Travail et risques pour la reproduction : anticiper pour mieux prévenir

S. Malard Hygiène et Sécurité du travail, 2020, n°261, pp. 6-10. Références

L’impact réel entre exposition professionnelle et troubles de la fertilité, développement de la descendance ou effets sur l’allaitement, rend primordiale l’évaluation des risques, dans un objectif de prévention.
Cette évaluation concerne les substances chimiques, les nuisances physiques, biologiques et psycho-organisationnelles et cet article offre des pistes de réflexion et d’action.
Il faut tenir compte des nombreuses spécificités selon le genre, les relations dose-effet, les effets non liés à la dose, les effets difficilement évaluables, les effets différés.
La grossesse est une période particulièrement cruciale mais les effets potentiels varient selon les périodes d’exposition.
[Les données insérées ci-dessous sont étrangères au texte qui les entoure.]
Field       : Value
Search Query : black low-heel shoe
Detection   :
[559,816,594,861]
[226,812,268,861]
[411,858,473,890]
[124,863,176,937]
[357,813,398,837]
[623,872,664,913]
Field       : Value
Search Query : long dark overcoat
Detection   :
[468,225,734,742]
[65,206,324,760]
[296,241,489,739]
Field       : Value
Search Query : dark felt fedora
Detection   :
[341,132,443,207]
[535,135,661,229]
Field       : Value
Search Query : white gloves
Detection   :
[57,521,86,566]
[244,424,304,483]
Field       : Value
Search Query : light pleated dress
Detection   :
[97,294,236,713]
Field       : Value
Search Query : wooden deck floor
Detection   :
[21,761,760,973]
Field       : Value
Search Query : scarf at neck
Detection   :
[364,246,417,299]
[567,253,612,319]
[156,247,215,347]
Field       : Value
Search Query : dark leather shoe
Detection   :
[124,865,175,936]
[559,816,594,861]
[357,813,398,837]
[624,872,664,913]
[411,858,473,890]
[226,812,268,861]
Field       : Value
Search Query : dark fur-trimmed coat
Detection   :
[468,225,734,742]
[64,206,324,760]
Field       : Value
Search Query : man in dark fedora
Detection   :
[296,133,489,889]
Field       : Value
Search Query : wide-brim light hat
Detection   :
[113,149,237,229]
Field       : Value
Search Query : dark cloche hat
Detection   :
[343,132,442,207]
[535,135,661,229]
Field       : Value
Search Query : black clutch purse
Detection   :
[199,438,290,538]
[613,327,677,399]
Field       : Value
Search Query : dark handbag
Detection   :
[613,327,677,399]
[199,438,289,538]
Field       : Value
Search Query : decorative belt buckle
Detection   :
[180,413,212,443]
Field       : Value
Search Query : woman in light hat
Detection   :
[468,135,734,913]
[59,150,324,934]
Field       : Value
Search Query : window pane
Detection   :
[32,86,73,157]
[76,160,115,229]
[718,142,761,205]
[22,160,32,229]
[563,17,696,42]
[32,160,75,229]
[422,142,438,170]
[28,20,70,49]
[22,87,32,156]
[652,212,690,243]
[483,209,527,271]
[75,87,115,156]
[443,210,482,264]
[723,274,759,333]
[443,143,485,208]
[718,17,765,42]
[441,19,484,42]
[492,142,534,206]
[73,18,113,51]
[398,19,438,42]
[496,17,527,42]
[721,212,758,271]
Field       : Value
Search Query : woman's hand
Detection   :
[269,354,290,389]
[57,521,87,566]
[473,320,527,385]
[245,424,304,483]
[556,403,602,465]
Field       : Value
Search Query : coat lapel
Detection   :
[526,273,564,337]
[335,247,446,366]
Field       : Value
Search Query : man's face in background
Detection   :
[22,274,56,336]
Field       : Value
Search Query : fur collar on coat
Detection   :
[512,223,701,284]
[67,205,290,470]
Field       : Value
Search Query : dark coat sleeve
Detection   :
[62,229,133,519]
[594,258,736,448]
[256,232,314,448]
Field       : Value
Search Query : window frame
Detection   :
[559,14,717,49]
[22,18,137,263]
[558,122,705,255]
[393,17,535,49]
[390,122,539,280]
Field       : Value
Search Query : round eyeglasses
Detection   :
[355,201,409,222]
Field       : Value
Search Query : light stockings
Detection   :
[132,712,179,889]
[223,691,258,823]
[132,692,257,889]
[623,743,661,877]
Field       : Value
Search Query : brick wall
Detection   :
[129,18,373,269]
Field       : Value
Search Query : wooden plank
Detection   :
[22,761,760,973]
Il faut s’intéresser aux fenêtres de vulnérabilité et aux seuils d’innocuité spécifiques à chaque substance chimique.
Les nuisances physiques seront elles aussi évaluées : rayonnements ionisants, rayonnements électromagnétiques, bruit, charge physique, à coté des agents infectieux et des risques psycho-organisationnels (travail posté, travail de nuit et stress).
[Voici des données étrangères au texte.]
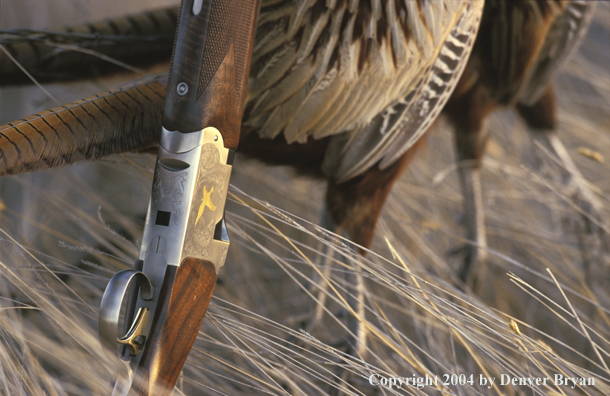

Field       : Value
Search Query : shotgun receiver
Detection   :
[99,0,259,396]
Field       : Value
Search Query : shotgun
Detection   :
[98,0,259,396]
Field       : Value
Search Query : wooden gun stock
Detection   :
[163,0,259,149]
[130,257,217,396]
[117,0,259,395]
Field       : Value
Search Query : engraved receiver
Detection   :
[99,0,259,395]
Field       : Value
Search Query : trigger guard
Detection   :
[98,269,155,353]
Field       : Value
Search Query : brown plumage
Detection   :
[444,0,595,279]
[0,0,482,254]
[0,0,590,270]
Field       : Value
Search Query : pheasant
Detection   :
[0,0,594,344]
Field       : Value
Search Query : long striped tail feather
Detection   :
[0,75,167,176]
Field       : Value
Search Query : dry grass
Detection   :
[0,4,610,395]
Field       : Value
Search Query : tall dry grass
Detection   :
[0,0,610,395]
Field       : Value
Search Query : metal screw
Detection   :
[176,82,189,96]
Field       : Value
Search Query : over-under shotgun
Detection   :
[99,0,259,396]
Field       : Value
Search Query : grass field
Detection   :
[0,0,610,395]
Face à une telle complexité, il sera prudent de s’entourer de la collaboration des équipes pluridisciplinaires des services de santé au travail.
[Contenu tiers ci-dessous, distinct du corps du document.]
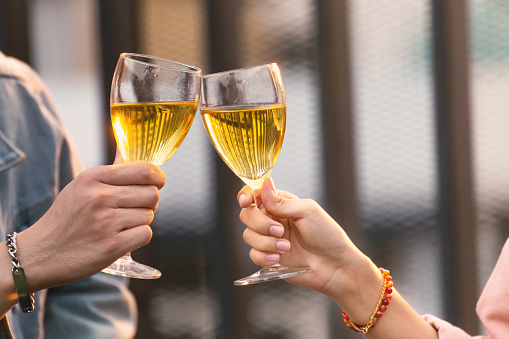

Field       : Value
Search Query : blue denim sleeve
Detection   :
[44,273,137,339]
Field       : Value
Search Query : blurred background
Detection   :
[0,0,509,339]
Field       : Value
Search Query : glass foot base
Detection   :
[233,265,311,286]
[102,255,161,279]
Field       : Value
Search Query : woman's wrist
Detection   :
[322,254,384,324]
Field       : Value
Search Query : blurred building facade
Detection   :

L’auteur regrette que la logique scientifique s’oppose parfois à la stratégie réglementaire qui ne tient pas toujours compte des spécificités des risques pour la reproduction. C’est ainsi que le principe de précaution devrait être réservé aux situations d’exposition susceptibles d’entraîner des effets sans seuil ou pour lesquels la détermination des seuils d’innocuité est impossible. De même, les dispositions générales de prévention des risques liés au bruit ne sont pas adaptées à la situation particulière des femmes enceintes.
Dès lors, l’information des salariés en âge de procréer est une nécessité incontournable car la réglementation visant à protéger les femmes enceintes ne s’applique qu’une fois la grossesse déclarée, alors que de nombreux risques impactent la période pré-conceptionnelle et les premiers mois de la grossesse.